Are you passionate about cyber security? Do you enjoy supporting organizations to develop their cyber resilience? Do you know how to conduct the risk assessments and how to collaborate on cyber security with the business and IT organizations?

If your answer is YES,

then you want to APPLY!

Our clients’ demand for cyber security and risk management services are rapidly growing. We need to grow our team to meet this demand. We believe that we are a good match for you who has an entrepreneurial mindset and the drive to shape the future. You will be a part of our Finnish consultant team, but at the same time a respected member of a bigger global consulting team. You will be a key stakeholder in improving the information security posture and cyber resilience of our clients. F-Secure Consulting has a clear vision and is on a strong growth path - for the years to come. We want you to be a part of this journey.

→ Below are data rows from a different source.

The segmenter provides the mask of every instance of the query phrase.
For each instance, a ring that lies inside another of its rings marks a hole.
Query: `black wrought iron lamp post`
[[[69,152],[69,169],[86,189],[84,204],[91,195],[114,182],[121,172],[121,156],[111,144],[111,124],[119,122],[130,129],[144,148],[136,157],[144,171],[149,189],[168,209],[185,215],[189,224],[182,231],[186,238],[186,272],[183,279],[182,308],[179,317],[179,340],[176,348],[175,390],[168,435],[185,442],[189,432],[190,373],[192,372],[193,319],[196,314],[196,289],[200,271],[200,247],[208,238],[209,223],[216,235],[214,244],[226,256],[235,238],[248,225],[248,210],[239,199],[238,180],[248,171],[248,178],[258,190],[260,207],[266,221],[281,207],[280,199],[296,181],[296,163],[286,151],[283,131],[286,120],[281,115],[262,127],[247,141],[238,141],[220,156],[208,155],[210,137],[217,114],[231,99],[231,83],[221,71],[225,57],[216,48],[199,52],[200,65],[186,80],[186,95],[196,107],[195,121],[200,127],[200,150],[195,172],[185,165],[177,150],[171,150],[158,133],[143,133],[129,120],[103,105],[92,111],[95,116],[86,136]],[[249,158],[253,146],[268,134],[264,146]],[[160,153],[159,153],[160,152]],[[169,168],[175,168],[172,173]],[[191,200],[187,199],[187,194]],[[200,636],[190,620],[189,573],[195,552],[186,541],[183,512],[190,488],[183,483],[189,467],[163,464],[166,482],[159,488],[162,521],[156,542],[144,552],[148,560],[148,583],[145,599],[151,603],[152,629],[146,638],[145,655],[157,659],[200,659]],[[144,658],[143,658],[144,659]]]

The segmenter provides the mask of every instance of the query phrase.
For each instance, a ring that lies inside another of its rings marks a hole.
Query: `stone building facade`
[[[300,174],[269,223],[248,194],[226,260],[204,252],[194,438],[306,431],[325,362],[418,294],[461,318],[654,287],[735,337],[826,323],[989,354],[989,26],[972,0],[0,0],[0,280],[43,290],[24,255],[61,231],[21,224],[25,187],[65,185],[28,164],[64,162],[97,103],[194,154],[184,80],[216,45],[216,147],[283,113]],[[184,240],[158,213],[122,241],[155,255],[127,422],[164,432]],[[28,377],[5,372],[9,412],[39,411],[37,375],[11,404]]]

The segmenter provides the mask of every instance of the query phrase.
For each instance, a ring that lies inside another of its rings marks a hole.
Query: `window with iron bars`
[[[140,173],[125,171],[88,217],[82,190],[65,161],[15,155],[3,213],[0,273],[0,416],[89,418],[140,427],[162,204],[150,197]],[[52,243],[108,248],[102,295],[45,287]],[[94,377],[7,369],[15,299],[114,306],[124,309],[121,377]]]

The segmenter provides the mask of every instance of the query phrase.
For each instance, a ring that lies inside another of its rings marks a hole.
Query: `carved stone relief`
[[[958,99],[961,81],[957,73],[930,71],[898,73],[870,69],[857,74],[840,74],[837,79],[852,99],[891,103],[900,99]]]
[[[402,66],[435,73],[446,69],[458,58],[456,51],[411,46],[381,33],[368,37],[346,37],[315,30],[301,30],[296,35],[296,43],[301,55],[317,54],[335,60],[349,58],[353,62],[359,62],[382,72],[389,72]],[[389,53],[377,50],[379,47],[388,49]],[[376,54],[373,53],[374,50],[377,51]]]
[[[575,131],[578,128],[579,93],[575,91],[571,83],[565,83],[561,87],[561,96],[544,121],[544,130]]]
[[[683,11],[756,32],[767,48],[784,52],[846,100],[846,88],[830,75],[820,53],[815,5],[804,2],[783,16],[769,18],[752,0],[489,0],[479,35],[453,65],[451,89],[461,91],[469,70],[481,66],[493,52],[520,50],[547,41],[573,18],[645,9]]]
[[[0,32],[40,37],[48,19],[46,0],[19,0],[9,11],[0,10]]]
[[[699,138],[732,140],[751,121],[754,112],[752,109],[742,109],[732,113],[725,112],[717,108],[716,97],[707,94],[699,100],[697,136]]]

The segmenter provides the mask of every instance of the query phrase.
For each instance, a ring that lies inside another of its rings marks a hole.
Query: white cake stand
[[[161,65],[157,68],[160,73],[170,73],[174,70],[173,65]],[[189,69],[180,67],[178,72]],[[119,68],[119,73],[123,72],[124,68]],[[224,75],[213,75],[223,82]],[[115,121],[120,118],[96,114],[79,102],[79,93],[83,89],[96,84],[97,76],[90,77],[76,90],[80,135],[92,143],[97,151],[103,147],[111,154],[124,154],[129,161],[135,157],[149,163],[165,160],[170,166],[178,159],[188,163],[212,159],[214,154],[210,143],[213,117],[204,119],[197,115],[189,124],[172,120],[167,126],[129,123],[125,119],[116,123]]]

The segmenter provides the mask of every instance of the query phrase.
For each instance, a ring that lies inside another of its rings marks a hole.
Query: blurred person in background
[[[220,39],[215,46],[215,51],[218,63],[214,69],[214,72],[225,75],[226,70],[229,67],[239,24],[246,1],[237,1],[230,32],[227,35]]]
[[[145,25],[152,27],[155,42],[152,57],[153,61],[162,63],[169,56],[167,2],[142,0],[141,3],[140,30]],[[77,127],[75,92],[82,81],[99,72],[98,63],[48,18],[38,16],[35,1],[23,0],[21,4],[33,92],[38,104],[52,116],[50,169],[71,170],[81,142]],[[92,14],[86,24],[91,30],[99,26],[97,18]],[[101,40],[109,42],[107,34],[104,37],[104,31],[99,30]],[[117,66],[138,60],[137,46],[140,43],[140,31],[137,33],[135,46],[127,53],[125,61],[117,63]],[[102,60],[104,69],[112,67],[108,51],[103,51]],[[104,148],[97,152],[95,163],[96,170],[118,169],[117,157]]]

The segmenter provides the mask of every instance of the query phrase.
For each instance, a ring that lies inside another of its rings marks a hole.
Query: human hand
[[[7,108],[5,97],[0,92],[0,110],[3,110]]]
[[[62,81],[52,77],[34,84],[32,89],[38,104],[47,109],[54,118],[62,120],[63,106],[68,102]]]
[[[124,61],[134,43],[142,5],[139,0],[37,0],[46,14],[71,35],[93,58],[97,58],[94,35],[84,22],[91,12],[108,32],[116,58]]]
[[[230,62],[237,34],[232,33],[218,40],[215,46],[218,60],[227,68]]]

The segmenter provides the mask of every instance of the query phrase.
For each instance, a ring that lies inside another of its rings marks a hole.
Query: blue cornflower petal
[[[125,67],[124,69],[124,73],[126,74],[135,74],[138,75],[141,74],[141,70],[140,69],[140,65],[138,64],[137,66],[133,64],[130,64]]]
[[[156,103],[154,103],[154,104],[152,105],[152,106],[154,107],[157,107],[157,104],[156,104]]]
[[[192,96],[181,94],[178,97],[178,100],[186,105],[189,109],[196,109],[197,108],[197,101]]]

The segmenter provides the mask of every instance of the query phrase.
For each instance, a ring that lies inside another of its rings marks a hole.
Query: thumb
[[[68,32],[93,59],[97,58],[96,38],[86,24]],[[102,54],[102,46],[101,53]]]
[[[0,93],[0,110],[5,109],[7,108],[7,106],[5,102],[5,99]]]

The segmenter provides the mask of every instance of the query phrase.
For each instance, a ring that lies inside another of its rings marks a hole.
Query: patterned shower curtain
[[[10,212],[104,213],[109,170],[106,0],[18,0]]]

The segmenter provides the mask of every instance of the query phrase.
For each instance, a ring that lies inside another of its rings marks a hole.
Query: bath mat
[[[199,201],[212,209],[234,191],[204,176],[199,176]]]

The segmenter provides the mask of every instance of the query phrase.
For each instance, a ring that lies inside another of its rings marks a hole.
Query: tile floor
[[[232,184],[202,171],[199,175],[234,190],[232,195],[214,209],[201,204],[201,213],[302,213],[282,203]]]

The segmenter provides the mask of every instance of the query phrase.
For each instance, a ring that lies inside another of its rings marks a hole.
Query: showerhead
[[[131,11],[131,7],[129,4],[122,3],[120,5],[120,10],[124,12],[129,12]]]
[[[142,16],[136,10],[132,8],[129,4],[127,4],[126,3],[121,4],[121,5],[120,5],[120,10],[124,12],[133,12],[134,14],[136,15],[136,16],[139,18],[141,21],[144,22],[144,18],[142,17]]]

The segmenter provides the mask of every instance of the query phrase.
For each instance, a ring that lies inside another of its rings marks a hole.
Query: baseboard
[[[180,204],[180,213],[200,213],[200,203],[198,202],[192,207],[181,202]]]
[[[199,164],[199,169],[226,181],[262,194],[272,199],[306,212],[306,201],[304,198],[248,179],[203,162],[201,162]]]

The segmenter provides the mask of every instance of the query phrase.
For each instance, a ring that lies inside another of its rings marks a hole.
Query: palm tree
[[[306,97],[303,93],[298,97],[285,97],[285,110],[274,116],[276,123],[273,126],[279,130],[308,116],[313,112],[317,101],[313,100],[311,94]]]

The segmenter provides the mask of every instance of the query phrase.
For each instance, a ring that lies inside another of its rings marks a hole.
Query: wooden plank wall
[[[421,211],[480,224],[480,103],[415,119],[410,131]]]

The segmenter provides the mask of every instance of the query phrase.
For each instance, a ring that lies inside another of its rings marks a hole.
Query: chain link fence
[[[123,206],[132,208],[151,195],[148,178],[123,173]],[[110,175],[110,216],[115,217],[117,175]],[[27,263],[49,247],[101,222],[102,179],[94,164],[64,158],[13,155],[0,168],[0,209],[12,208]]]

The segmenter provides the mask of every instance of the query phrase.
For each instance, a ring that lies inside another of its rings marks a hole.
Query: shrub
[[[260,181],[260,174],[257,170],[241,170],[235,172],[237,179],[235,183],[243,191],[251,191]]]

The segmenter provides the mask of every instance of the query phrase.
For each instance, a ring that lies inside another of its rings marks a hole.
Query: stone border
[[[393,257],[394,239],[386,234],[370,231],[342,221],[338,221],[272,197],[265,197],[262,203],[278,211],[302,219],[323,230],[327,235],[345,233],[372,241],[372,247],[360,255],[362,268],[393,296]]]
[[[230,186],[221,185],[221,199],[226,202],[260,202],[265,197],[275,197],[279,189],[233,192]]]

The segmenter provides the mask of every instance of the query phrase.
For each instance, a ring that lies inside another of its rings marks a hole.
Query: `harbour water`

The work as a Security and Risk Management Consultant is characterized by trust and we always strive for long term client-relationships and to be the trusted information security advisor for our clients. Our vision is to provide Finland’s most qualified cyber advisory to our clients, adapted to suit their specific preconditions, so that the client improves their effective security posture, and their risks are mitigated. We help our clients by prioritizing where to focus their budgets to optimize their return on cyber security investments in their quest for cyber resilience. You will also be part of a great team working closely with extremely talented consultants, both security and risk management experts as well as technical security experts. We have a great atmosphere with a lot of fun, collaboration and great learning and development opportunities.

Key Responsibilities

This, on daily basis, translates to that we assist our clients in their information security needs on strategic, tactical and operational level. Typical client engagements include ISMS implementations, engagements in various security projects, security audits, taking on the role as CISO, and advising on information security strategy. You will most likely be involved in activities such as:

• Performing risk assessments

• Defining risk mitigation strategies

• Establishing information security governance frameworks

• Engaging with various stakeholders, including business, IT, product management and software development organisations

• Advising on security objectives and risk appetite

• Advising on security strategy and budget.

What are we looking for?

We are looking for individuals that we believe exhibit ambition, aspiration to continue to learn, passion to assist our clients as a trusted advisor, versatility in skillset and personality traits that will be appreciated both by clients and colleagues. We appreciate and expect professional pride and integrity. Being able to develop and maintain good and long-term working relations with customers and to create a network within F-Secure is pivotal, as is thriving in both independent and team-based settings.

• 2-5 years of professional experience within information security with a suitable educational background.

• Your current role is probably an information security consultant, CISO, security manager, security architect, information security auditor, or similar.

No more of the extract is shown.